Sancionada em 2006, a Lei Maria da Penha criou mecanismos para prevenir e coibir a violência doméstica e familiar contra a mulher. De acordo com o seu artigo 5º, essa violência é representada por “qualquer ação ou omissão baseada no gênero que lhe cause morte, lesão, sofrimento físico, sexual ou psicológico e dano moral ou patrimonial.”

 De acordo com Juliana Lemes da Cruz, pesquisadora das relações de gênero e violência, policial militar, doutora em Política Social e membro do Conselho do Fórum Brasileiro de Segurança Pública, é importante saber que, para a Lei Maria da Penha, a vítima é sempre alguém do gênero feminino, o que é diferente de sexo. Isso diz respeito a todas as pessoas que se consideram mulher, incluindo as transexuais. Vale ressaltar que a violência não pode ser um evento isolado, como uma discussão, uma briga, mas situações que tragam sofrimento recorrente para a mulher. Juliana explica que a violência doméstica pode ocorrer em três circunstâncias:

  • Na unidade doméstica, entre pessoas que vivem debaixo do mesmo teto, mesmo que não sejam da mesma família.
  • Na unidade familiar, entre pessoas que são parentes ou que se consideram aparentadas, como sogros(as), nora, genro e outros, mesmo quando não moram sob o mesmo teto.
  • Entre pessoas que tenham ou que tenham tido uma relação íntima de afeto, como companheiros(as), namorados(as).

 

CICLO DA VIOLÊNCIA

 Apesar de a violência doméstica ter várias faces, geralmente, as agressões ocorrem dentro de um ciclo que é constantemente repetido, com intervalos cada vez menores e situações mais violentas.
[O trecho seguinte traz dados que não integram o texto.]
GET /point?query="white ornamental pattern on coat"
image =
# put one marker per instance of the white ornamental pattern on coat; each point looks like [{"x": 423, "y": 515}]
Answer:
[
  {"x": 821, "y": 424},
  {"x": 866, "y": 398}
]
É dividido em três fases:

. Fase da tensão - quando começam os insultos, ameaças e outras formas de controle.

. Fase da agressão - quando o(a) agressor(a) perde o controle, explode violentamente e ocorrem as violências mais graves.

. Fase da lua de mel -  quando o(a) agressor(a) pede perdão e mostra arrependimento, promete mudar seu comportamento e passa a agir de forma gentil, por um tempo, até retornar à fase da tensão.

 

POR QUE TANTAS MULHERES PERMANECEM NA VIOLÊNCIA?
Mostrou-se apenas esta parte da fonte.